The email landed in my inbox a little over three weeks ago after a relatively light snowfall. “My constituents in the 12th grade,” it began, “have persuaded me to voice a shared concern that we may not be able to relive the past’s sweet winter memories of sleeping in, drinking hot chocolate by the fire, or scavenging up just enough snow to build a snowman. In a world that has become so predictable yet still chaotic, my peers insist that I vouch for a winter weather/mental health day, as this would be a welcome gift to the student body.” He was laying it on a little thick, don’t you think? Still, everybody loves a snow day.
Unfortunately for the senior class and its spokesperson Riley Clinton—or President Clinton as I like to call him, in view of his elected position—I found scant justification for their entreaty. “Your earnest appeal on behalf of the most estimable members of the MICDS Class of 2021,” I replied, “is a credit both to the seriousness with which you execute your obligations as their representative and to the inventiveness with which they would justify my interpretation of a sunny day as a snow day.”
Snow day decisions are rarely easy, and on one occasion, at my former school in Huntsville, Alabama, I got one very wrong. Not a single flake fell. I found my way to Five Guys for lunch—I think the sun was even out by this point—and I happened to catch some glares from two parents who were seated at a nearby table with their three children, all students at the school. I walked over to speak with them. “Raise your hand if you are not happy about our snow day today,” I said. Mom and Dad both shot their arms in the air. “Now raise your hand if you are happy about our snow day today.” All three children nearly rose out of their seats to get their hands up as high as they could. “Three votes against two,” I declared. “The people have spoken!” I like to think that Mom and Dad were amused, but I can’t be sure.

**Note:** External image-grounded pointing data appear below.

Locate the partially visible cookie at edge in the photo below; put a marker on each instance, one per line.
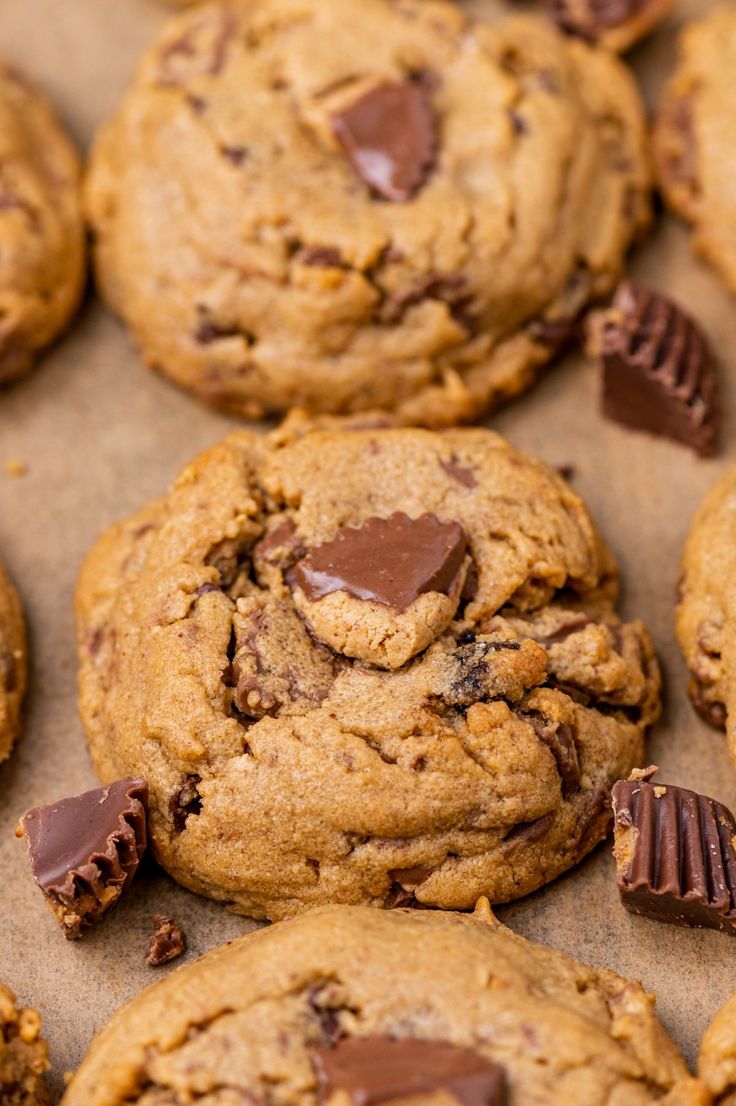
(368, 666)
(265, 258)
(42, 262)
(693, 139)
(352, 1004)
(23, 1055)
(706, 607)
(13, 664)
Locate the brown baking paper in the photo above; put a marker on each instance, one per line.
(101, 436)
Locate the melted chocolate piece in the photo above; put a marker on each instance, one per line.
(168, 941)
(377, 1068)
(592, 18)
(675, 855)
(390, 561)
(659, 373)
(84, 851)
(389, 135)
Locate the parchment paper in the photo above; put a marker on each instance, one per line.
(102, 436)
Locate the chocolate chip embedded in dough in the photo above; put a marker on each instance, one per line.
(375, 1070)
(390, 561)
(389, 135)
(84, 851)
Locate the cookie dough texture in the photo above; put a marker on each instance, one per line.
(13, 664)
(416, 755)
(249, 1014)
(41, 225)
(706, 609)
(256, 268)
(694, 152)
(23, 1055)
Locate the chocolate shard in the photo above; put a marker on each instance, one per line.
(389, 135)
(391, 561)
(659, 372)
(85, 849)
(675, 855)
(167, 942)
(591, 18)
(375, 1070)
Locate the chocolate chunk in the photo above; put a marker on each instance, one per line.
(659, 373)
(167, 942)
(389, 135)
(84, 851)
(560, 741)
(591, 18)
(377, 1068)
(320, 257)
(391, 561)
(675, 855)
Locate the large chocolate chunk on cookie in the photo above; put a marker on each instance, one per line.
(376, 665)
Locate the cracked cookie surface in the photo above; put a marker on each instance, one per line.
(41, 226)
(693, 147)
(456, 736)
(23, 1055)
(706, 607)
(310, 202)
(13, 663)
(259, 1019)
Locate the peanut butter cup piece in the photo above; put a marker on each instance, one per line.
(389, 135)
(84, 851)
(391, 561)
(675, 855)
(381, 1070)
(659, 372)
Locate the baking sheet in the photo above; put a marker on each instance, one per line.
(101, 436)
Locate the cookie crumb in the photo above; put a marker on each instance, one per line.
(167, 942)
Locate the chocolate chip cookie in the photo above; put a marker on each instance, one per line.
(366, 665)
(706, 614)
(693, 139)
(23, 1055)
(349, 1004)
(355, 204)
(41, 227)
(13, 663)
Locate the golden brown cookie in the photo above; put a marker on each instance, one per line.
(352, 1004)
(23, 1055)
(41, 228)
(706, 609)
(693, 139)
(365, 666)
(282, 223)
(13, 664)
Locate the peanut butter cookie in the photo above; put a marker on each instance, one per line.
(41, 227)
(355, 204)
(706, 612)
(349, 1004)
(693, 145)
(371, 666)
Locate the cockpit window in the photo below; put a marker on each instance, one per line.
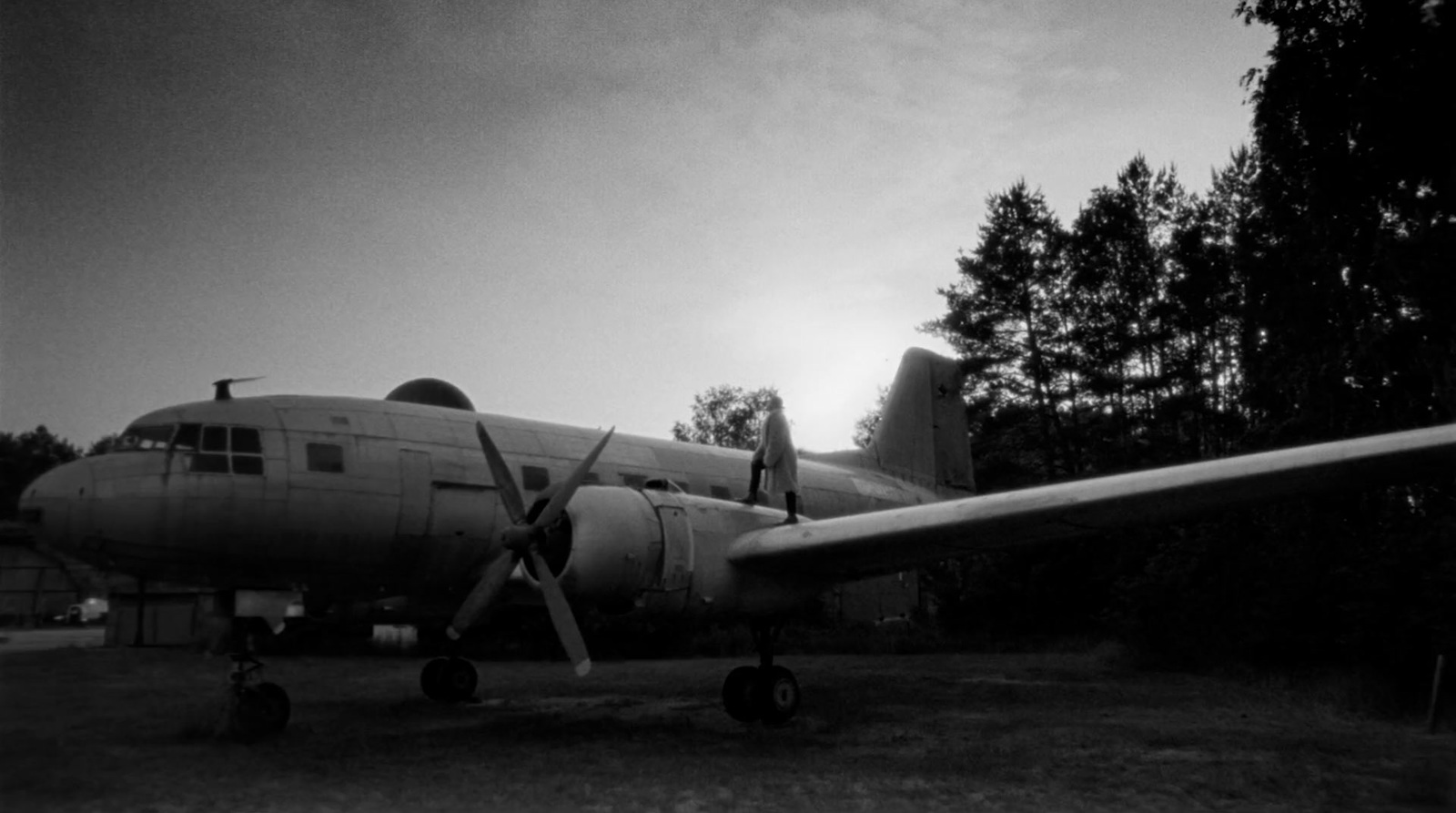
(247, 441)
(188, 436)
(145, 439)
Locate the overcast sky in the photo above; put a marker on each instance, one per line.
(575, 211)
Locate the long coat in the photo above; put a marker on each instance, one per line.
(781, 462)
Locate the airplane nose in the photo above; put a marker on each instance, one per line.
(55, 502)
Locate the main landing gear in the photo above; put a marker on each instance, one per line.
(255, 706)
(449, 679)
(763, 692)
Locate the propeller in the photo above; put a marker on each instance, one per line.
(521, 539)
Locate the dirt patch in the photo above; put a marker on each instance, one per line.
(124, 730)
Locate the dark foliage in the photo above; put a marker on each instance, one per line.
(1308, 295)
(26, 456)
(725, 415)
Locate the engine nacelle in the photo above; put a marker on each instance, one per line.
(616, 546)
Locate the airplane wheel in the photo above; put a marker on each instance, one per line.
(259, 711)
(458, 679)
(776, 696)
(739, 691)
(430, 679)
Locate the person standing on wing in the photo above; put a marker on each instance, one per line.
(776, 455)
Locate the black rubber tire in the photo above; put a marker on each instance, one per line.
(776, 696)
(739, 694)
(430, 679)
(458, 681)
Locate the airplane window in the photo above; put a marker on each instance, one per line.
(188, 434)
(535, 478)
(208, 463)
(247, 441)
(145, 439)
(325, 458)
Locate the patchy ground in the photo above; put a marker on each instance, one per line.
(128, 730)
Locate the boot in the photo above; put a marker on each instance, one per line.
(791, 502)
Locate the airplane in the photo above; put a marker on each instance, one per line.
(331, 500)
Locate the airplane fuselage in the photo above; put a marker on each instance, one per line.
(363, 499)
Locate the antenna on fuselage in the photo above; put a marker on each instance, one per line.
(223, 388)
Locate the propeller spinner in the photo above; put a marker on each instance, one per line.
(521, 539)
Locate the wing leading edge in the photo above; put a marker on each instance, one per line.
(864, 545)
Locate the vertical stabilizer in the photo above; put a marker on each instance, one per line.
(922, 434)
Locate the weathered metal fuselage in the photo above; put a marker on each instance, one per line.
(360, 499)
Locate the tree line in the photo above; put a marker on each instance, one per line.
(1309, 293)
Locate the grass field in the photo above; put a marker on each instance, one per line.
(114, 730)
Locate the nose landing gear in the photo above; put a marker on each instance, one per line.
(764, 692)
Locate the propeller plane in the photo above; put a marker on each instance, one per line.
(417, 495)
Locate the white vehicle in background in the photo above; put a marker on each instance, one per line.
(86, 612)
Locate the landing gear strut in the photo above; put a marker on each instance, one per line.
(449, 679)
(255, 706)
(764, 692)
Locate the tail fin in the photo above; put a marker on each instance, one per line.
(922, 434)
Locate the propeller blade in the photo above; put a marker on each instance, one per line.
(561, 616)
(501, 473)
(482, 595)
(568, 488)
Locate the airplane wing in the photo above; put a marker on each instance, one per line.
(863, 545)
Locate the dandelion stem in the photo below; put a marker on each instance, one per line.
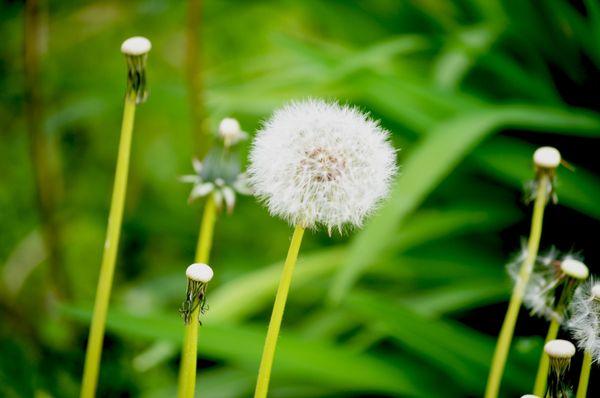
(542, 374)
(187, 367)
(107, 268)
(266, 363)
(508, 326)
(584, 377)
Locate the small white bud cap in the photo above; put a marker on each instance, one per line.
(547, 157)
(137, 45)
(561, 349)
(596, 291)
(229, 127)
(574, 268)
(199, 272)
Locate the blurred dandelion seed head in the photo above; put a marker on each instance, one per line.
(199, 272)
(319, 163)
(136, 45)
(574, 268)
(550, 270)
(584, 321)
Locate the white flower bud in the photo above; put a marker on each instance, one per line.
(596, 291)
(230, 131)
(561, 349)
(137, 45)
(199, 272)
(574, 268)
(547, 157)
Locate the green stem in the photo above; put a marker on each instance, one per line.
(187, 367)
(107, 269)
(584, 377)
(508, 326)
(266, 363)
(542, 374)
(193, 61)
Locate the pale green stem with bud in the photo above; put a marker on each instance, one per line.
(266, 363)
(187, 367)
(544, 364)
(508, 326)
(584, 377)
(91, 368)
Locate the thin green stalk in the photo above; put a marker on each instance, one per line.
(542, 374)
(193, 61)
(508, 326)
(584, 377)
(107, 269)
(187, 367)
(266, 363)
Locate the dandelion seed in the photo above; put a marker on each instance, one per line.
(231, 132)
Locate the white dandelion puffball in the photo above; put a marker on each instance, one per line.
(584, 321)
(137, 45)
(199, 272)
(559, 349)
(319, 163)
(547, 157)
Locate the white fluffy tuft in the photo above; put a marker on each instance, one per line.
(136, 45)
(199, 272)
(319, 163)
(584, 322)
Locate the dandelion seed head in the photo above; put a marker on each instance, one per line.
(540, 293)
(319, 163)
(584, 320)
(136, 45)
(199, 272)
(547, 157)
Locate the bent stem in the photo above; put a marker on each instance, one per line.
(266, 363)
(508, 326)
(542, 375)
(584, 377)
(187, 367)
(109, 256)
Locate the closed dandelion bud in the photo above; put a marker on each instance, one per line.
(219, 173)
(198, 276)
(560, 353)
(319, 163)
(231, 132)
(547, 157)
(574, 269)
(136, 52)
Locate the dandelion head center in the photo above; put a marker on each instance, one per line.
(322, 165)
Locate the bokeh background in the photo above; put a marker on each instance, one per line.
(408, 306)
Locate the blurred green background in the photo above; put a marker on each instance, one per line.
(408, 306)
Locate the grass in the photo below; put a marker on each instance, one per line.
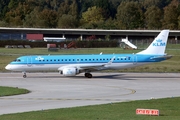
(8, 91)
(169, 110)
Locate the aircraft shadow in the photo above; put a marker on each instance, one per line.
(119, 76)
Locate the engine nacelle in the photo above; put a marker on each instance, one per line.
(70, 71)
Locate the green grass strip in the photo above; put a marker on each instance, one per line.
(169, 110)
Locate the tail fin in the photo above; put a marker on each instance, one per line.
(158, 46)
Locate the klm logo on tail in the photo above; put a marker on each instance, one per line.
(159, 43)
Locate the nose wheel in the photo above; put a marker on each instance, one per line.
(88, 75)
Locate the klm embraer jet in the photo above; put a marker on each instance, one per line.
(71, 65)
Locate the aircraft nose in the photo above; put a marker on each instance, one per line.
(8, 67)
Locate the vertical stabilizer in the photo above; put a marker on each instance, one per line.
(158, 46)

The snow day this past Tuesday, of course, was a very easy one to get right. I also appreciated the opportunity it afforded to make amends with the senior class. “Recalling your late-January appeal,” I wrote to them on Monday afternoon before announcing my decision, “and finding myself in view of more persuasive conditions and forecasts in our vicinity, I have determined that I should now grant this desired occasion to you, and to all other MICDS students; and therefore, in my capacity as Head of School, I declare that Tuesday, February 16, 2021, shall be a traditional snow day at MICDS, during which no classes will be held and all on-campus activities canceled. I wanted you to be the first to know. Happy snow day.”
William Shakespeare’s play The Life and Death of Richard the Third begins famously. “Now is the winter of our discontent / Made glorious summer by this sun of York; / And all the clouds that lour’d upon our house / In the deep bosom of the ocean buried.” Tomorrow, when the temperature in St. Louis finally rises above freezing again, it will have been two weeks since it has done so. I do not think this will quite make “glorious summer” of “the winter of our discontent,” but it’s a step in the right direction. Cases of COVID-19 have been declining steadily, too, and perhaps herd immunity is closer than we imagine. It is pleasant to think so in any case. Winter is never forever.
Always reason, always compassion, always courage. May any clouds that lour’d upon your house be in the deep bosom of the ocean buried—or perhaps in the deep bosom of the snowman that you brought to life on Tuesday. I wish you a very happy weekend with your families.